第68話『頑張り屋さんが語る過去②』

 捨て子。

 親に捨てられた子供。

 言葉こそ聞いたことはあっても、実際にそういった存在を目の当たりにしたのは初めてのことで、雛が告げた事実に優人はわずかに目を見開く。

 けれどそれ以上動じることはなく、淡々と「そうか」と相槌を打った。


「あれ、思ったよりも驚かないんですね?」

「捨て子ってのはともかく、今の家族とは義理なんじゃないかってのは何となく想像がついてたからな」


 捨て子という辛い過去はさすがに予想外だったものの、今の家族との血縁関係の有無については優人が睨んだ通りだった。

 だって、雛はいつもそうだったから。


『ここに住むこと、家の人に話したんですよ』

『……家の人は仕事で忙しかったので』

『家の人がいい顔をしませんでしたから』


 家の人、といつも他人行儀な呼び方ばかり。お母さんとか、お父さんとか、両親とか、そういう風な言葉を口にすることは一度たりともなかった。
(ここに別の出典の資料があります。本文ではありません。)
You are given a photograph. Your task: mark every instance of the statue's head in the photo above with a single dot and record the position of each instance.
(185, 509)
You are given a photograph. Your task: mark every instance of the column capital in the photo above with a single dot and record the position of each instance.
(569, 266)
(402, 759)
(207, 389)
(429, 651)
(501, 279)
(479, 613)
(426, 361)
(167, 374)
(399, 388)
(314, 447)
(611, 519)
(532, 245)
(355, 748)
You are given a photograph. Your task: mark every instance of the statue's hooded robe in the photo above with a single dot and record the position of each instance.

 そして良好ではない家族関係も考慮すれば、雛が養子ではないかという可能性には十分思い至る。


 予想通りで、けどそうであって欲しくなかった事実だ。


「……どうして、捨てられたんだ?」


 思わずそう問いかけてしまって、言った後に自分の思慮の無さに優人は唇を噛んだ。

 親に捨てられた理由なんて、誰だって口にしたくないはずだ。

 だが雛は気にした様子もなく、ゆらゆらと小さくブランコを漕ぎながら「さあ」と軽やかに答えた。


「なにぶん小さい頃の話なので、今でもよく分からないです。金銭的にやむを得ない事情でもあったのか、単純に私がいらなくなったのか」

「……そっか」

「我ながら薄情だとは思いますけど、正直本当の両親のことはもうどうでもいいんですよ。今となっては顔もよく覚えてませんし、仮に今さら会いに来られたとしても、反応に困っちゃいますから」


 その割にはたまに夢に見るんですけどね、とばつの悪そうな笑みで雛は付け足した。

 いつか風邪を引いた雛の看病をした時に聞いた、『おいてかないで』という寝言。その意味がやっと分かった。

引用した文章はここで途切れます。